Q: Which wine region has 80,000 acres of vines on the edge of a desert?

A: Ningxia, China.

Yes, Ningxia wine has been getting some media attention this year and rightly so: eye-popping growth with high quality ambitions and a somewhat unlikely place–500 miles inland from Beijing in a desolate, arid area on the edge of the Gobi Desert–make for a good story.

The Times ran a couple of stories yesterday, including a piece of what’s been going on of late (rampant planting), who’s there (the French), and where the locals are getting their savoir faire (France again). Eric Asimov also tastes some wines from the region that were brought back by Jane Sasseen who wrote the first story. Asimov finds the wines “competently made” and “very drinkable.”

But if Ningxia aims to be “the next Napa Valley,” as they do with their focus on estate wines, the Ningxia wine bureau (yes there is such a thing) should take a page from Napa’s playbook and pass reforms that make it so Ningxia wines can only be made with grapes from the region. That would help producers in their pursuit of building their awareness of their region since labeling laws are quite weak in China, allowing not only grapes from other regions but even other countries to be blended in to wines marketed as “Chinese wines.” (I think a wine only has to have 10% wine from China to be labeled “Chinese wine” so the labeling laws are quite weak.) Intellectual property protection has not been China’s strong suit, but maybe the current shift away from manufacturing and toward a consumer economy might make them want to imbue their own place names with greater meaning.
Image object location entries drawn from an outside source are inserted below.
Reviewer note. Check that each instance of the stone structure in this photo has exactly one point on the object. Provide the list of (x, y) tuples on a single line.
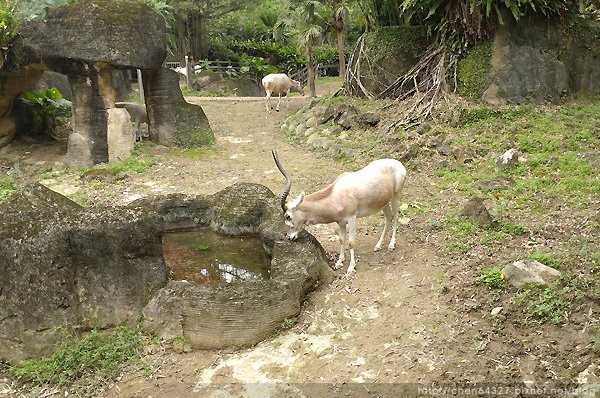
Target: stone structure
[(537, 60), (171, 120), (115, 35), (62, 264), (239, 313)]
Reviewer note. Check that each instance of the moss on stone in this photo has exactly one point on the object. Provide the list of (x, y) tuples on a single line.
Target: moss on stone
[(473, 69), (120, 12)]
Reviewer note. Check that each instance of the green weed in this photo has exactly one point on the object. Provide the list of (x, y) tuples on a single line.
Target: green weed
[(288, 323), (545, 304), (493, 279), (84, 363)]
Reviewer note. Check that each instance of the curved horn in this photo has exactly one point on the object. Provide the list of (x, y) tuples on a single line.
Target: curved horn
[(288, 180)]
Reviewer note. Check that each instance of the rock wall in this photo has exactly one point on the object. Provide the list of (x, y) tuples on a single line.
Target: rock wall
[(238, 314), (63, 265), (539, 60)]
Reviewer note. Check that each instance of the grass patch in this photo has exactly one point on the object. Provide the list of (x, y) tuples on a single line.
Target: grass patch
[(548, 304), (493, 279), (545, 258), (81, 199), (194, 153), (83, 364), (7, 187), (543, 304)]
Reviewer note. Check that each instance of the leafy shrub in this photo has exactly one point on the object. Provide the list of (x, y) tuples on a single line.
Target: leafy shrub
[(472, 70), (49, 107), (493, 279)]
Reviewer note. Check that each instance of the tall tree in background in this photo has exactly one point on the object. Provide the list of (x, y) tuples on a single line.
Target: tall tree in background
[(191, 22), (310, 34), (340, 12)]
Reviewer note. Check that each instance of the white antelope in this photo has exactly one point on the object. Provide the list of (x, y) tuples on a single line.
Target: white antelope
[(280, 84), (351, 196)]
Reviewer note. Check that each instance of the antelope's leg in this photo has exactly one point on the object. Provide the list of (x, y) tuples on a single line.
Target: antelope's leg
[(395, 204), (388, 219), (269, 101), (343, 242), (351, 242)]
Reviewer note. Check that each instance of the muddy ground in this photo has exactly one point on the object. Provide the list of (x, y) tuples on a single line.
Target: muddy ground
[(403, 318)]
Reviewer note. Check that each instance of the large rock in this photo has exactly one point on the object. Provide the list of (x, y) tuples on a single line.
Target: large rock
[(91, 41), (526, 272), (63, 265), (171, 120), (120, 33), (238, 313)]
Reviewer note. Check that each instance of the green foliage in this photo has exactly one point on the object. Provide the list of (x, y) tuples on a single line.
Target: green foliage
[(10, 18), (472, 70), (255, 67), (138, 162), (493, 279), (284, 56), (50, 108), (192, 138), (387, 41), (7, 187), (84, 362)]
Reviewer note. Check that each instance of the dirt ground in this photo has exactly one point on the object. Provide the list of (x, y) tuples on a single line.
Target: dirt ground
[(392, 327)]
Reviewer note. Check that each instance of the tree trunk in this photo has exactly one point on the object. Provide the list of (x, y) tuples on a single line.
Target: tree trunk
[(341, 54), (311, 71), (199, 37)]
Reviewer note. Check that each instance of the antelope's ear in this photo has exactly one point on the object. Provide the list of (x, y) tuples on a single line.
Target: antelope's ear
[(296, 202)]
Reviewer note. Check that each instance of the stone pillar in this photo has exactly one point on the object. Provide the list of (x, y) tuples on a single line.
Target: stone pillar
[(93, 95), (11, 85), (171, 120)]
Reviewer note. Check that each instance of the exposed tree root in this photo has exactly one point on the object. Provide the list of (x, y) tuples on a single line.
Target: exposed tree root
[(421, 88)]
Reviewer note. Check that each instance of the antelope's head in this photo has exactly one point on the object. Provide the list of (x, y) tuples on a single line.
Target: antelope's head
[(294, 218)]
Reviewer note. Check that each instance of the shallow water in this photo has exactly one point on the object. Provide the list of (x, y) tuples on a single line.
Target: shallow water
[(206, 257)]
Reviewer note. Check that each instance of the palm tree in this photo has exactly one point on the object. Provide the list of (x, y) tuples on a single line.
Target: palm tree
[(340, 12), (309, 35)]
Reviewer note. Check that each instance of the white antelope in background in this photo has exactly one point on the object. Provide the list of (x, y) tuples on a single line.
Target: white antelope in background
[(280, 84), (351, 196)]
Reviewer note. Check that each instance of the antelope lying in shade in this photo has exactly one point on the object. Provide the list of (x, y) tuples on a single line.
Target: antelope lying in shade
[(351, 196)]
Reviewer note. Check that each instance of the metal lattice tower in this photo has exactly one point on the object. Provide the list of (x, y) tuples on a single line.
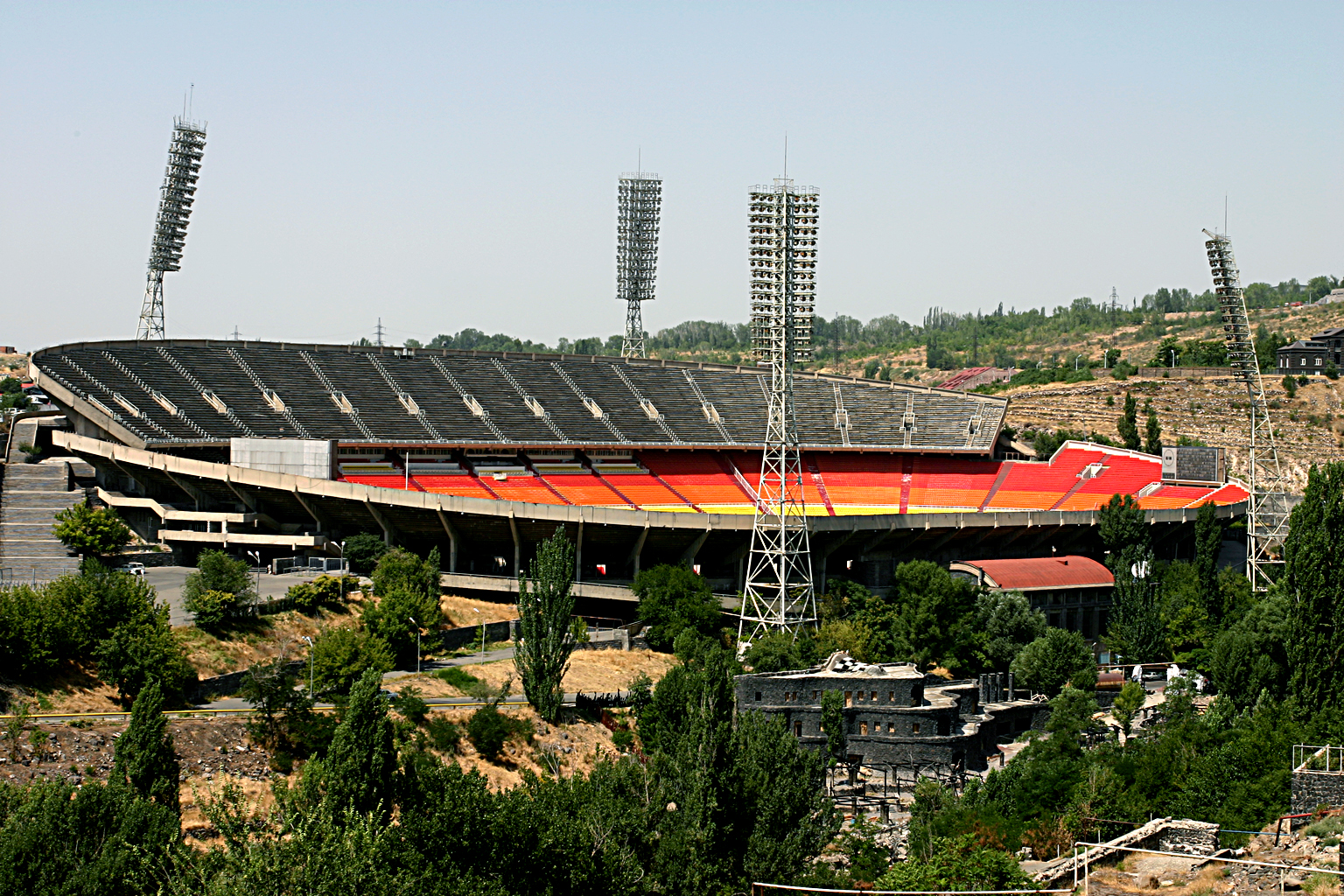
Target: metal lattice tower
[(175, 199), (1266, 514), (784, 260), (640, 199)]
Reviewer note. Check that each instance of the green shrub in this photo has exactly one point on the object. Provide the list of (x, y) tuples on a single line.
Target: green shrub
[(410, 704), (674, 598), (343, 654), (211, 607), (92, 531), (444, 734), (361, 551), (488, 728)]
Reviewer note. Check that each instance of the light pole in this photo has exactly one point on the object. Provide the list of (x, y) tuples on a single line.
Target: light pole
[(256, 555), (483, 634), (310, 665), (341, 571)]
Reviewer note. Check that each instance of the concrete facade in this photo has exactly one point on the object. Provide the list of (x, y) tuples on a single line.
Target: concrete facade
[(894, 713), (313, 458)]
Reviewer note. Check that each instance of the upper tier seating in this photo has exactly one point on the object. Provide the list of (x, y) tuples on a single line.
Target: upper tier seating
[(376, 396)]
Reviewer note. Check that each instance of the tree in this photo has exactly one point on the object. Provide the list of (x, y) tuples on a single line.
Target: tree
[(1313, 575), (1128, 703), (674, 598), (63, 838), (1136, 627), (142, 650), (1250, 657), (1048, 662), (1121, 526), (145, 760), (406, 589), (341, 654), (218, 589), (1155, 434), (361, 551), (1004, 624), (1128, 424), (90, 531), (544, 607), (774, 652), (835, 725), (1208, 544), (956, 864), (270, 688), (925, 617), (358, 773)]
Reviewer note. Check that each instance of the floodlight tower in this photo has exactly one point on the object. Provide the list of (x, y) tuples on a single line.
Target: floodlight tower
[(640, 202), (175, 199), (784, 260), (1266, 514)]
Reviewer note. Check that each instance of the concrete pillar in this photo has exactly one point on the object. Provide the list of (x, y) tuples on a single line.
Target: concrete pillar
[(518, 549), (578, 554)]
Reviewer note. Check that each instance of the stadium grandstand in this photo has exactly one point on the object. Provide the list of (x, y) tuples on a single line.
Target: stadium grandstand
[(288, 449)]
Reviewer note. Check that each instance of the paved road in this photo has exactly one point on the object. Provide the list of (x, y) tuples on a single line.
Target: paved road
[(168, 582)]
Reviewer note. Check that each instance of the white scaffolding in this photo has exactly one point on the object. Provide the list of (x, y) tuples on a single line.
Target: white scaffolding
[(779, 594), (640, 203), (175, 199), (1266, 514)]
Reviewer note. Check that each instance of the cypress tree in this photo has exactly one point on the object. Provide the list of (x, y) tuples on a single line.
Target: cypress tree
[(1313, 577), (1128, 424), (544, 609), (1208, 542), (359, 767), (145, 760), (1155, 434)]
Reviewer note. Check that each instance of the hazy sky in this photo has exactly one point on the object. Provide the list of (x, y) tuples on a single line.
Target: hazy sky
[(451, 165)]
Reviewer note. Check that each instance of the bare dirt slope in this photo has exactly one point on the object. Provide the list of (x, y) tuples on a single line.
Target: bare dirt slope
[(1309, 429)]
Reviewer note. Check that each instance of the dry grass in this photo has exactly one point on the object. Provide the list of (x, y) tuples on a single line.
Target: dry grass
[(464, 612), (263, 639), (198, 792)]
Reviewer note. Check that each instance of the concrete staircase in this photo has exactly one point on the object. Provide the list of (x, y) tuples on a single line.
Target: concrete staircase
[(30, 499)]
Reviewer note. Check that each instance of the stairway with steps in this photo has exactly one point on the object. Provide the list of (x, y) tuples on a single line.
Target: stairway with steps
[(30, 497)]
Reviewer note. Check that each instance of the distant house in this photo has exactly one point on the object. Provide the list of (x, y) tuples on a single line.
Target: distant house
[(1074, 592), (1334, 340), (1303, 358)]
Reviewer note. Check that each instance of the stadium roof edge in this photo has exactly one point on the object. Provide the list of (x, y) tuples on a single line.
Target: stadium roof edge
[(547, 356), (172, 465)]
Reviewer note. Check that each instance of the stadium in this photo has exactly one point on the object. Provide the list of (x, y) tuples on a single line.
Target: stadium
[(286, 451)]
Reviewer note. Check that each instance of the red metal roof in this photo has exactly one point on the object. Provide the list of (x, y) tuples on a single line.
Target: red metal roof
[(1068, 571)]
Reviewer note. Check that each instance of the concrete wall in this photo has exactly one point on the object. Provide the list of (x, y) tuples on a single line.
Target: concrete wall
[(1312, 788), (293, 457), (469, 635)]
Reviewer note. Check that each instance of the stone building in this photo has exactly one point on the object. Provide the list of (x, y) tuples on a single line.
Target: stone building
[(897, 717)]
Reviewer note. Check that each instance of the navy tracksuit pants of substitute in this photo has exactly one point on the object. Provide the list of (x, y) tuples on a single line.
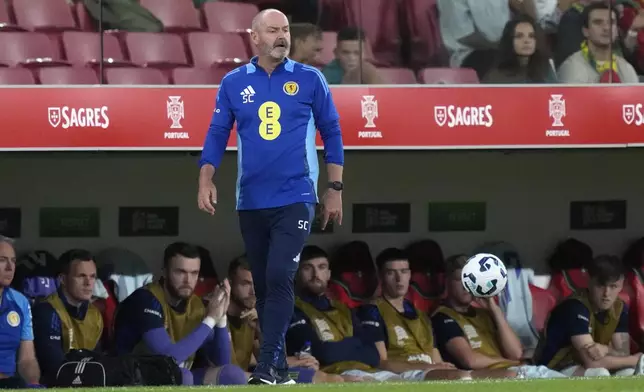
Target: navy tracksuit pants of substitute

Napa Valley had problems with grapes from lower-priced regions being brought in and sold as Napa wines so the producers united and litigated all the way to the state Supreme Court. Now, Napa on the bottle means Napa in the bottle, something that helps producers with their brand building and consumers in knowing what they’re getting. The Ningxia wineries should push for similar standards if it aims to have its wines compete on the world stage.